Lightfoot is more fortunate in some ways, he has a place to practice and a weight set available, but things are still difficult. After his trip to the NCAA Indoor Championships was canceled while he was at the airport, he made his way back home to Missouri. Lightfoot said even with the hardships right now, he’s still working towards his next goal.
“I’m still training right now for next year’s Olympics,” Lightfoot said. “It’s hard … right now just because a lot of things are closed … There definitely have to be some accommodations because I don’t have everything that I usually have, but you can still get a good workout.”
Lightfoot also said finding a silver lining was easy because time is still on his side.
“I’m still young,” Lightfoot said. “I mean, I’m 20 years old, and I know I still have a lot to work on in the vault and muscle mass and growth just in my own body… I have a whole extra year to get better and make my chances go up even higher.”
In-season athletes now have something they don’t normally have this time of year: free time. Lightfoot said he gets to rest with the comfort of the people he loves most around him, and that’s more valuable than he could’ve realized.
“I’m just coping with it one day at a time just hanging out with my family,” Lightfoot said. “I don’t come home too often, so it’s nice just getting to spend a couple weeks home. Obviously I’m still training, but it’s not at the forefront, just ‘go.go,go’ everyday kind of thing.”

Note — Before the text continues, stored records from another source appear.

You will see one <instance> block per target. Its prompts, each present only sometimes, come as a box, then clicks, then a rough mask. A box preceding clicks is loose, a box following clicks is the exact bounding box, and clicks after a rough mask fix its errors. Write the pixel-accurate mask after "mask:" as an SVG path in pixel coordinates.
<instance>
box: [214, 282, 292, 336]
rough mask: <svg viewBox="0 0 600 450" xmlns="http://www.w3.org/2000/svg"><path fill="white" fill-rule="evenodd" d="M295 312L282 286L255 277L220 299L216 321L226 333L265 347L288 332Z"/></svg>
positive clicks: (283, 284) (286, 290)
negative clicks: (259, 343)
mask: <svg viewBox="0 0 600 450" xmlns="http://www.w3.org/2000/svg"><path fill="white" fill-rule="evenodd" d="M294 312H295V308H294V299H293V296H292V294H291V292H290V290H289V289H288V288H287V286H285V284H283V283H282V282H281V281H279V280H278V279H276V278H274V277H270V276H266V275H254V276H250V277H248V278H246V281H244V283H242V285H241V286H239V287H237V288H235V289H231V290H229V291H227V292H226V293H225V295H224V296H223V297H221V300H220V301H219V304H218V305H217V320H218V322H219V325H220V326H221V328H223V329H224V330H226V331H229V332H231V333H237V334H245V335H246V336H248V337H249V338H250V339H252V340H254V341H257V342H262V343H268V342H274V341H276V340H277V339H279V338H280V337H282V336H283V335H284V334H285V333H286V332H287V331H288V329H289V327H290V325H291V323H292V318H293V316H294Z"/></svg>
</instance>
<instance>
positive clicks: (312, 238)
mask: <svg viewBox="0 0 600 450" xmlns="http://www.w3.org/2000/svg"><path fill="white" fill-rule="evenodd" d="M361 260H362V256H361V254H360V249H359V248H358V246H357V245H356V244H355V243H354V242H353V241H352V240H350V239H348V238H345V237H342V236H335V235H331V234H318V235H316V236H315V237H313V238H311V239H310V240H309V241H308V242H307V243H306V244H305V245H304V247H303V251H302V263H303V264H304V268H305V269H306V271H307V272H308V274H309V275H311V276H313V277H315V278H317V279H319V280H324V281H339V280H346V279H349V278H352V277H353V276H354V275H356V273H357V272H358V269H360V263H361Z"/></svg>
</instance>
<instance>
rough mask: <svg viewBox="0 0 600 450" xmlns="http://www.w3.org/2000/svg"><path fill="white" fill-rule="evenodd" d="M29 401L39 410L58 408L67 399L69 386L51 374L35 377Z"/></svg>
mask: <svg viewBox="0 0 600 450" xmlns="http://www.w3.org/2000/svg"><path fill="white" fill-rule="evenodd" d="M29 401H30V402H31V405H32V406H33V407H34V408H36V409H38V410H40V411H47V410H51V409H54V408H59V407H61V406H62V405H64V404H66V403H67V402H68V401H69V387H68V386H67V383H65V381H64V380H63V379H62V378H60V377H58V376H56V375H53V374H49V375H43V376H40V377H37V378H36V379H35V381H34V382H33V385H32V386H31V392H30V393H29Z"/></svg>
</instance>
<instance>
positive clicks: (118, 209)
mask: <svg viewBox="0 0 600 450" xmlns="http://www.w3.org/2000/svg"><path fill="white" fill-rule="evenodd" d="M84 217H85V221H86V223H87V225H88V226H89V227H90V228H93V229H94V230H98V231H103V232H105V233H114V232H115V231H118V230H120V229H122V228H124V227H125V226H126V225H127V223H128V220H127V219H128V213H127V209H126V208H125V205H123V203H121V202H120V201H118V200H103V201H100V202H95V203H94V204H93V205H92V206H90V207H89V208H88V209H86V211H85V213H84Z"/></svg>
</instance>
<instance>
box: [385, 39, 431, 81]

Family bonding is just one plus on the table for athletes stuck at home. Harbour emphasized the chance to dive into faith during this tough period. London said finding a bright side only gives him more drive to compete in the long run.
“Certain situations, you just have to take what you can get and run with it,” London said. “As an athlete, I’m very self independent, and I’m very motivated. The way I look at it is I always try to make a positive out of a negative, and I look at this situation and this right here teaches you a lesson. You have to make something out of nothing sometimes.”